La Réserve fédérale a procédé à une hausse de son taux directeur le mercredi 16 septembre. Cette décision, prise à l’unanimité par le comité de politique monétaire, porte le taux dans une fourchette située entre 3,75 % et 4 %. Cette mesure intervient dans un contexte marqué par la flambée des cours du pétrole et l’intensification des hostilités au Moyen-Orient.
Donald Trump a vivement critiqué cette orientation, qualifiant le comité de politisé et hostile. Le président américain réclamait au contraire une diminution rapide des taux pour soutenir l’économie avant les élections de mi-mandat prévues en novembre. Il avait pourtant nommé Kevin Warsh à la tête de l’institution pour remplacer Jerome Powell. Malgré les tensions, Donald Trump a réaffirmé sa confiance envers Kevin Warsh.
La Maison-Blanche a qualifié cette hausse de malheureuse. De son côté, la banque centrale justifie son choix par la nécessité de favoriser un retour vers son objectif d’inflation de 2 %. Kevin Warsh a précisé que le comité avait réduit sa politique accommodante, estimant que les conditions financières actuelles n’étaient pas restrictives. Selon les projections, 16 des 18 membres du comité anticipent au moins une nouvelle hausse d’ici la fin de l’année.
Le retour au pouvoir de Donald Trump en janvier 2025 s’est accompagné de promesses de réduction de l’inflation. Cependant, plusieurs facteurs maintiennent une pression sur les prix : la politique tarifaire du président, les investissements dans l’intelligence artificielle et le choc énergétique lié à la guerre menée par les États-Unis et Israël contre l’Iran. Selon un outil de l’université Brown, la hausse du prix de l’essence depuis le début de ce conflit aurait coûté 108 milliards de dollars aux ménages.

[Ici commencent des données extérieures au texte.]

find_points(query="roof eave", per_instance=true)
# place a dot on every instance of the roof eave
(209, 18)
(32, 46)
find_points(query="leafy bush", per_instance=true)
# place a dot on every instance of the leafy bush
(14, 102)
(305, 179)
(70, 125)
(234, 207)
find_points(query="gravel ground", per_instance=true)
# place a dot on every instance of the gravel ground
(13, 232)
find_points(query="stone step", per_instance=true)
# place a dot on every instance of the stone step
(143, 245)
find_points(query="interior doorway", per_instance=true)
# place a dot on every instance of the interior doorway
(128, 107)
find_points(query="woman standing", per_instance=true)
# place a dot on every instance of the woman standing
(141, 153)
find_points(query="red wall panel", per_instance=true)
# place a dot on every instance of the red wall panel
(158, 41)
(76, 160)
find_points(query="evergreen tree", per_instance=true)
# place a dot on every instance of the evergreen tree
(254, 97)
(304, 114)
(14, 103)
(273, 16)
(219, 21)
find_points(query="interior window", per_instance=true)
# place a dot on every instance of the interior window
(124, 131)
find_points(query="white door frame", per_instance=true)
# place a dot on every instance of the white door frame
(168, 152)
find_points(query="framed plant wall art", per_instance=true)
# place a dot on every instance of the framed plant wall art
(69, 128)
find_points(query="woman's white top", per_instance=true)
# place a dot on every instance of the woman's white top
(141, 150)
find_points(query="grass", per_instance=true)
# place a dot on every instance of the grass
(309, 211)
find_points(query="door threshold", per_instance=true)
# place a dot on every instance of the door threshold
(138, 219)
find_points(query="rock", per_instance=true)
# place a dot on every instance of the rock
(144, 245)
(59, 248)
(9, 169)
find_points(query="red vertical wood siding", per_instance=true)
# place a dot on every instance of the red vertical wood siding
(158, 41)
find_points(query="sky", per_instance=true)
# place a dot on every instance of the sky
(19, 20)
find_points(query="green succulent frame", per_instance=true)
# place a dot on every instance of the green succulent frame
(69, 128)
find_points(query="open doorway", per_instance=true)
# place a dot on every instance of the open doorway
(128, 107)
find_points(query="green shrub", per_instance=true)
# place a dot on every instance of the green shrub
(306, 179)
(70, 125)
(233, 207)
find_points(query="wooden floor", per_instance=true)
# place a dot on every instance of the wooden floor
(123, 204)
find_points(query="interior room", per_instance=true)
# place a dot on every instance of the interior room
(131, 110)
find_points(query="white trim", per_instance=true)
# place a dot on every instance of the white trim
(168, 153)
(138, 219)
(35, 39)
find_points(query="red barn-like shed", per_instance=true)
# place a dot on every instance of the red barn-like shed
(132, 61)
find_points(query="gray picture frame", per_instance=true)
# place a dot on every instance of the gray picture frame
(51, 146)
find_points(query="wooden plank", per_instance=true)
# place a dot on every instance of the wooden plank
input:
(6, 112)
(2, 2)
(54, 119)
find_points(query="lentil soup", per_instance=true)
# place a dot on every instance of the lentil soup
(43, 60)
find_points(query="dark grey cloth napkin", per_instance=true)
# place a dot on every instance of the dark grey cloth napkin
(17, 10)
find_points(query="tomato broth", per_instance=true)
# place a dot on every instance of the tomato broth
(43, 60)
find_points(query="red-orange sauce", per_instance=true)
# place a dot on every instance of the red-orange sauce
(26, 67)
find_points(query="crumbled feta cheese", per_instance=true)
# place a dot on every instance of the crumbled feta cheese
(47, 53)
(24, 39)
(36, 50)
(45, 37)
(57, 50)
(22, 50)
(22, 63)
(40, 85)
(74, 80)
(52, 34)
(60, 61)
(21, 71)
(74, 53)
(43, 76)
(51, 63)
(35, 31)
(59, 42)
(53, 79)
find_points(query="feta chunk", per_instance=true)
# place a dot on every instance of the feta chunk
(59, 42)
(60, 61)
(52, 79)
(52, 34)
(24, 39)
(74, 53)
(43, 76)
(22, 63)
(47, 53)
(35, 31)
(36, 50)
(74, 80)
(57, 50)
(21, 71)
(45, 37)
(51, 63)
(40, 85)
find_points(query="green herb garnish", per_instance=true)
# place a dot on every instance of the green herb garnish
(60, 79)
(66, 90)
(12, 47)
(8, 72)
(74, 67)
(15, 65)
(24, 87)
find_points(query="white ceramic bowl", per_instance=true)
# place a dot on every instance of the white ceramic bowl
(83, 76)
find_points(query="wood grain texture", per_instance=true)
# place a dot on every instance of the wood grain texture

Les projections de la banque centrale indiquent que les taux pourraient atteindre 4,00 % à 4,25 % d’ici la fin de l’année, avant de se stabiliser jusqu’en 2027. L’objectif d’inflation de 2 % ne serait pas atteint avant 2029. Diane Swonk, cheffe économiste de KPMG US, a souligné que la crédibilité de la Fed est en jeu face à une période inflationniste prolongée. Par ailleurs, le président de la Réserve fédérale a insisté sur la volonté du comité d’assurer la stabilité des prix.